Contact: Chelsey Engel, cengel@usw.org, (412) 562-1178
United Steelworkers (USW) Vice President Fred Redmond and the USW LGBTQ+ Advisory Committee released the following statement in honor of Pride Month:
“Fifty summers ago, the first-ever Pride March took place in New York City on June 28, 1970, on the one-year anniversary of the monumental Stonewall Riots. That moment in Greenwich Village in 1969 remains relevant and poignant today.
“Right now, as many of our communities express collective outrage over the many interwoven injustices brought further into the light, it is important to reflect on what happened on that heated night at the Stonewall Inn and on the nights that followed. We must remember the suffering and pain that precipitated the uprising and what rights the action eventually helped to win.
“But it is just as important to realize that the struggle for equality for LGBTQ+ people in America did not end with a march in 1970. Black trans women in 2020 have an average expected lifespan of 35 years. Workers in more than half of U.S. states can still be fired from their jobs simply for their sexual orientation or gender identity. We must continue the fight to right these and far too many other wrongs until this nation is truly just and free for all.
“To do that, all people must come together to do the hard work of dismantling systems and beliefs that embolden homophobia, transphobia, and other hate-based ideologies, that divide workers for the sake of maintaining the status quo.

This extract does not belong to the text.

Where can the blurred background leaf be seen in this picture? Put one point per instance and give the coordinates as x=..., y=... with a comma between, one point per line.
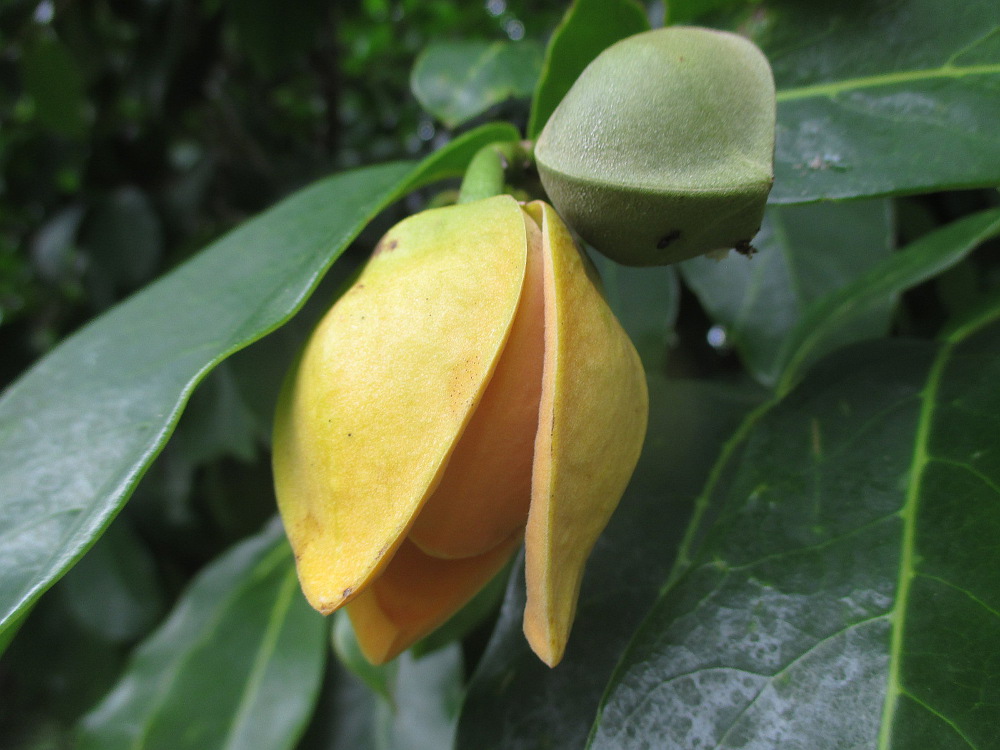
x=236, y=665
x=456, y=81
x=803, y=257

“The labor movement has always said that an injustice to one is an injustice to all; let us use this month, and every month onward, to live up to that acclamation and deepen our commitment to the liberation of all working people.”
The USW represents 850,000 working people employed in metals, mining, pulp and paper, rubber, chemicals, glass, auto supply and the energy-producing industries, along with a growing number of workers in public sector and service occupations.